The project is designed with a purpose to explore various google cloud services. It covers each stage from data ingestion to processing and finally to storage, utilizing a robust tech stack that includes cloud composer, cloud stoarage, cloud functions, dataflow, bigquery, looker. Although each of these cloud service can do individually the task of loading to bigquey from stoarage, the pipline explores connecting the various services.
- Language - Python
- Orchestration - cloud composer
- trigger - cloud functions
- datalake - cloud stoarage
- data Processing - dataflow
- Data Warehouse - bigquery
The diagram above provides a detailed insight into pipeline's architecture.
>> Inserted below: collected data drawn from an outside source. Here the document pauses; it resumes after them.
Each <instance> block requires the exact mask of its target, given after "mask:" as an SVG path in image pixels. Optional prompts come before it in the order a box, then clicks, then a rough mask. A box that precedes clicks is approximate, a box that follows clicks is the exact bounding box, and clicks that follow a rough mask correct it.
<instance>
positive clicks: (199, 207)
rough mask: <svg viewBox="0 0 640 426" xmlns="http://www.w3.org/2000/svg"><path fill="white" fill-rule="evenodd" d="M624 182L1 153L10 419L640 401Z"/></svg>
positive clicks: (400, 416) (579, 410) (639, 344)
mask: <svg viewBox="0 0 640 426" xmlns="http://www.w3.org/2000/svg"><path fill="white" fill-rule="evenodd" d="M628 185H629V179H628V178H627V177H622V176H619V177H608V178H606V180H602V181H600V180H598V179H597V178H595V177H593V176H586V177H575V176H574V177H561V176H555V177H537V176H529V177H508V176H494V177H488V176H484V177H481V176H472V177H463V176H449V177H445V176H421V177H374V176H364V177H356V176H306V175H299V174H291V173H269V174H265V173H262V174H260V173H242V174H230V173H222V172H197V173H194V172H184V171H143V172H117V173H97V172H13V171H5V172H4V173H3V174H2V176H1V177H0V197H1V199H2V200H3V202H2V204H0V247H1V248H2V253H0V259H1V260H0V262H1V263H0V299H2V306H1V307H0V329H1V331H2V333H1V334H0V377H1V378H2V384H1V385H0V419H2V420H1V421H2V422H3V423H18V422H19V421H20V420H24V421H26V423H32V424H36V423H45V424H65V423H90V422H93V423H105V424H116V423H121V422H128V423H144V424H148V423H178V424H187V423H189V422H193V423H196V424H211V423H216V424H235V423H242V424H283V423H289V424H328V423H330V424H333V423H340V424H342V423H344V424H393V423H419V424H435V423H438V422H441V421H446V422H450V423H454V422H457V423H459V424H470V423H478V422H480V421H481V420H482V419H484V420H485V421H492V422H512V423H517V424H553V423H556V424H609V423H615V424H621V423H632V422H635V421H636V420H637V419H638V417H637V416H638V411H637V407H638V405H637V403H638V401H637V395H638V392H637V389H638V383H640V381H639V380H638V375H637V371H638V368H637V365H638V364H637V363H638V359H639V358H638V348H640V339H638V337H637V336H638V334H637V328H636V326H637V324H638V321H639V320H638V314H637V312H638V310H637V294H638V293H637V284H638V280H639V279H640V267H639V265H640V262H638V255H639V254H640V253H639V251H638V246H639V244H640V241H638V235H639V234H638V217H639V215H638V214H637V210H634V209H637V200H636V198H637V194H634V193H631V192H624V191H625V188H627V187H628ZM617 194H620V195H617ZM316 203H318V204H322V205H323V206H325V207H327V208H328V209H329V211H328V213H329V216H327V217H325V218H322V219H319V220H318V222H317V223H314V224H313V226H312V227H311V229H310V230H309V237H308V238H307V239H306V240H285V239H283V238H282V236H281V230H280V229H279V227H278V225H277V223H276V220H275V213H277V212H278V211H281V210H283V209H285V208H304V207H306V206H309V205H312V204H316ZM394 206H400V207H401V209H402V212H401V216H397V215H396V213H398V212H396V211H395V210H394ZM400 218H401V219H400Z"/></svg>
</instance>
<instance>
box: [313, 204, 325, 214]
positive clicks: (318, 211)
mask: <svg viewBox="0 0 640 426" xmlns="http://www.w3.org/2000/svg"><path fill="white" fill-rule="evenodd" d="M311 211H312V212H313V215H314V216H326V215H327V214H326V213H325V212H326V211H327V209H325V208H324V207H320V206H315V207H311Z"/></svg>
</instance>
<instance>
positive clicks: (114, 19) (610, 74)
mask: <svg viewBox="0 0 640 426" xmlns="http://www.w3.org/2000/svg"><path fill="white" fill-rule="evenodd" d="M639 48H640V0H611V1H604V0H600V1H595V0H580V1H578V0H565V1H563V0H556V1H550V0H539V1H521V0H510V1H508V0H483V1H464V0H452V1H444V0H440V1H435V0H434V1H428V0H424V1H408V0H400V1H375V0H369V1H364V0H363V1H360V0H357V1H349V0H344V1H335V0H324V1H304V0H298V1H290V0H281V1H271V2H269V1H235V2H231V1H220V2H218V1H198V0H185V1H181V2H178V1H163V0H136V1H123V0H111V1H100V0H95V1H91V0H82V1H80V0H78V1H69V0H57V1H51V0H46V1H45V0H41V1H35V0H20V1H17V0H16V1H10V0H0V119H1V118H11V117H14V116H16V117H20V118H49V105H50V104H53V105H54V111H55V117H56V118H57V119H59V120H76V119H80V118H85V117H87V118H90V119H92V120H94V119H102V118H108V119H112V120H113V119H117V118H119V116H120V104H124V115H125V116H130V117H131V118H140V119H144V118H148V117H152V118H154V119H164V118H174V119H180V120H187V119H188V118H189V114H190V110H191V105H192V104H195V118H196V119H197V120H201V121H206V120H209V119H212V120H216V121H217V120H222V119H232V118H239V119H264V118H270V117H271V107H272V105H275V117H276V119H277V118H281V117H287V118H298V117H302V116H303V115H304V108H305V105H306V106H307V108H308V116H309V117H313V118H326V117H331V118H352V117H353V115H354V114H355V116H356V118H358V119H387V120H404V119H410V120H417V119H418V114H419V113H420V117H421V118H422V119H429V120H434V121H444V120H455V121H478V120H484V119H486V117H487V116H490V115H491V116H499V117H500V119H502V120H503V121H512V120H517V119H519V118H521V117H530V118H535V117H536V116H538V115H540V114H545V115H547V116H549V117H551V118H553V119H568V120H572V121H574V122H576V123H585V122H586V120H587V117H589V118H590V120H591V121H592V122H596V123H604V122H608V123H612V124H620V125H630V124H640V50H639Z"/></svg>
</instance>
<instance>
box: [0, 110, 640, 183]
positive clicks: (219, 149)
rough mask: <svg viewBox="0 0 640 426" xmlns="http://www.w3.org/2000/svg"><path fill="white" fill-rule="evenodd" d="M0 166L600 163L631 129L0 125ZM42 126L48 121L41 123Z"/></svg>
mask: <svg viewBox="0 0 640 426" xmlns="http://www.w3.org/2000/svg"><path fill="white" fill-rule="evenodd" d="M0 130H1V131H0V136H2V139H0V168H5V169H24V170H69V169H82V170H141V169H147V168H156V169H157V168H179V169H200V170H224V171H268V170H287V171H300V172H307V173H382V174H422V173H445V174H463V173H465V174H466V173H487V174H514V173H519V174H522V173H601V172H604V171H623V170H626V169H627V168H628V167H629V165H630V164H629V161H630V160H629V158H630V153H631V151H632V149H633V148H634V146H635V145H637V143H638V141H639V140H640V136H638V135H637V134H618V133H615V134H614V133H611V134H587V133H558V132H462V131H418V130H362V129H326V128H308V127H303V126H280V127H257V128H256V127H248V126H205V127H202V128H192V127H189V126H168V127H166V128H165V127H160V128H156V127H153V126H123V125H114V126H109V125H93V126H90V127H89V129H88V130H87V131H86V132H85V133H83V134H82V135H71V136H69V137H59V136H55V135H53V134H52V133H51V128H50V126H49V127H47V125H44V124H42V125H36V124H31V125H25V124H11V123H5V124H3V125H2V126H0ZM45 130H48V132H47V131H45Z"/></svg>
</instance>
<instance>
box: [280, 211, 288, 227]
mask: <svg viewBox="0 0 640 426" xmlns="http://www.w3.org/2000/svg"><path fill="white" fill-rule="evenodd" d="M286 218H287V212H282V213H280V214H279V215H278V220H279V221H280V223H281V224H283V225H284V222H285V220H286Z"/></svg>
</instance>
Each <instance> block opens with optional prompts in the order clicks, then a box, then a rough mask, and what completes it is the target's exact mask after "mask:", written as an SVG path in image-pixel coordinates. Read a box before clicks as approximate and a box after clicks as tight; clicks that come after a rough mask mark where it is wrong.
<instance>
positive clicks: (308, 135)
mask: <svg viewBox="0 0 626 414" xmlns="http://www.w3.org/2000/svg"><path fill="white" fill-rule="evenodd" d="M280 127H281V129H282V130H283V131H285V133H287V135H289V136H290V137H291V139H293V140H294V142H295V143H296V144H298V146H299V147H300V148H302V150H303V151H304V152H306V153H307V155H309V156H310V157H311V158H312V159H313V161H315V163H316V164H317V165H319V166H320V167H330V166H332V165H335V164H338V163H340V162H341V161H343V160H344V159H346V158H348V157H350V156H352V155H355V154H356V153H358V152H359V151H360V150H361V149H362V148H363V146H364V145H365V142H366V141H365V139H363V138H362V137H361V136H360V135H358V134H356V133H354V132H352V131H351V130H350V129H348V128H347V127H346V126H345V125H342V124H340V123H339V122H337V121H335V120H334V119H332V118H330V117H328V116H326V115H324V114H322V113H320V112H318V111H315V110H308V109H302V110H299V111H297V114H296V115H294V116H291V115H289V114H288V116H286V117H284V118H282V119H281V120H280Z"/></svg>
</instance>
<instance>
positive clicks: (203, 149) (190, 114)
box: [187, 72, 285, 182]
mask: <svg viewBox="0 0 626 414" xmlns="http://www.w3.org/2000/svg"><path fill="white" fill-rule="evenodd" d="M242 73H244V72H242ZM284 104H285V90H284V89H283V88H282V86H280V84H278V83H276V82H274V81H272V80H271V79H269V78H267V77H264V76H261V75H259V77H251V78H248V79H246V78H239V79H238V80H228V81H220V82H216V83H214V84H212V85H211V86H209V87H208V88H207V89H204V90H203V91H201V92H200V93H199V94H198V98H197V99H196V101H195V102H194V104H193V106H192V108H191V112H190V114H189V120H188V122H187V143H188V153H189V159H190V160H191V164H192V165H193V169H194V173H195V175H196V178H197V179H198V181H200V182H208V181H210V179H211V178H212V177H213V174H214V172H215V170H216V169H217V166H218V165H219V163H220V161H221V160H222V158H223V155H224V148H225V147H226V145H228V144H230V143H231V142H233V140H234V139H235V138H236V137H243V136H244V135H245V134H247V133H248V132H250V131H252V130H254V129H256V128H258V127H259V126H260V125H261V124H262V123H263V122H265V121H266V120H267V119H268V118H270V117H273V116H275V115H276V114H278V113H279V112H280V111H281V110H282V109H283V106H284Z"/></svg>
Data ingestion - Python library Faker is used that generate synthetic data for testing, development, and analysis purposes. It provides a range of methods to generate realistic fake data, such as names, addresses, phone numbers, email addresses, dates, and more
Orchestration - cloud composer, google managed Apache Airflow, automates the task to store the data in a CSV format within Google Cloud Storage (GCS), ensuring accessibility and scalability for future processing
Cloud Function Trigger - A cloud function triggers upon the file upload to the GCS bucket, serving as the initiator for our subsequent data processing steps. The function meticulously handle triggers and pass the requisite parameters to seamlessly initiate the Dataflow job, ensuring a smooth flow of data processing
Dataflow Job for BigQuery - A dataflow job triggered by the Cloud Function, this job orchestrates the transfer of data from the CSV file in GCS to BigQuery. The job settings meticulously configured to ensure optimal performance and accurate data ingestion into BigQuery. The dataflow template GCS_CSV_to_BigQuery is used.
Data Warehouse - BigQuery stores & persists data from dataflow job.